Au soutien de ses demandes, elle fait valoir que :
— le bailleur n’a pas pu exécuter son obligation de délivrance telle que prévue à l’article 1719 du code civil de sorte que l’exception d’inexécution permettant la résiliation du bail est justifiée,
— l’économie générale du contrat a été anéantie par la fermeture administrative des commerces non indispensables caractérisant une force majeure,
— l’impossibilité d’user des locaux durant les fermetures administratives justifie la résiliation judiciaire du bail application de l’article 1722 du Code civil,
— les locaux objets du bail sont reloués depuis au moins le 16 novembre 2021,
— en dissimulant le fait que les lieux étaient reloués, la SNC CARTEYC s’est comportée de manière fautive,
— la date de relocation est peut-être antérieure et elle subit une perte de chance de réduire le montant de la demande, faute de savoir à quelle date le local a été reloué,
— il ne résulte pas du procès-verbal de constat en date du 28 juillet 2020 produit aux débats par la demanderesse que les locaux auraient été rendus en mauvais état. Ils ont été restitués dans un état d’usage normal.
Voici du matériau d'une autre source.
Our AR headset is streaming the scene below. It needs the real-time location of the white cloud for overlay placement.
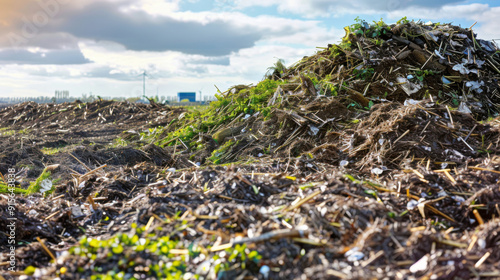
[388,3,500,40]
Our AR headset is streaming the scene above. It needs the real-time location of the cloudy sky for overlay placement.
[0,0,500,97]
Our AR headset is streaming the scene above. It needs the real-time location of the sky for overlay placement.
[0,0,500,97]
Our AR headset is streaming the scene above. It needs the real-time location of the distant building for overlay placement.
[177,92,196,102]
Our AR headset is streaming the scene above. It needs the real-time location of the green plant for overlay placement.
[265,59,286,80]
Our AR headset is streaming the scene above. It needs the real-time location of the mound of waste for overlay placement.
[144,19,500,172]
[0,19,500,280]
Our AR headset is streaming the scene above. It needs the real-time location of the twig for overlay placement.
[474,252,491,268]
[392,129,410,145]
[36,236,56,261]
[467,166,500,174]
[283,191,321,212]
[69,153,92,171]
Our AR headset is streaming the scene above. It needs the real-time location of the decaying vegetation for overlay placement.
[0,19,500,279]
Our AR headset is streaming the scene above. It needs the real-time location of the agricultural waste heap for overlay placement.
[0,19,500,279]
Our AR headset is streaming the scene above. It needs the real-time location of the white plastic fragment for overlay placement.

De surcroît, la bailleresse ne produit aux débats aucune facture de remise en état justifiant sa demande,
— si par extraordinaire le Tribunal devait rejeter la demande de la concluante de prononcer la résiliation judiciaire au 17 juillet 2020, le bailleur disposerait d’un titre exécutoire lui permettant de faire retenir au passif de la procédure des sommes très importantes, compromettant son redressement.
MOTIFS DE LA DÉCISION
Sur les parties intervenantes
Il y a lieu de mettre en hors de cause la SELAFA MJA en application de l’ordonnance du 4 juillet 2023 l’ayant remplacée dans ses fonctions de mandataire judiciaire et réciproquement de recevoir l’intervention volontaire de la SELARL ASTEREN désignée pour la remplacer.
Il convient également de constater que la SARL FHB est devenue la SELARL FHBX.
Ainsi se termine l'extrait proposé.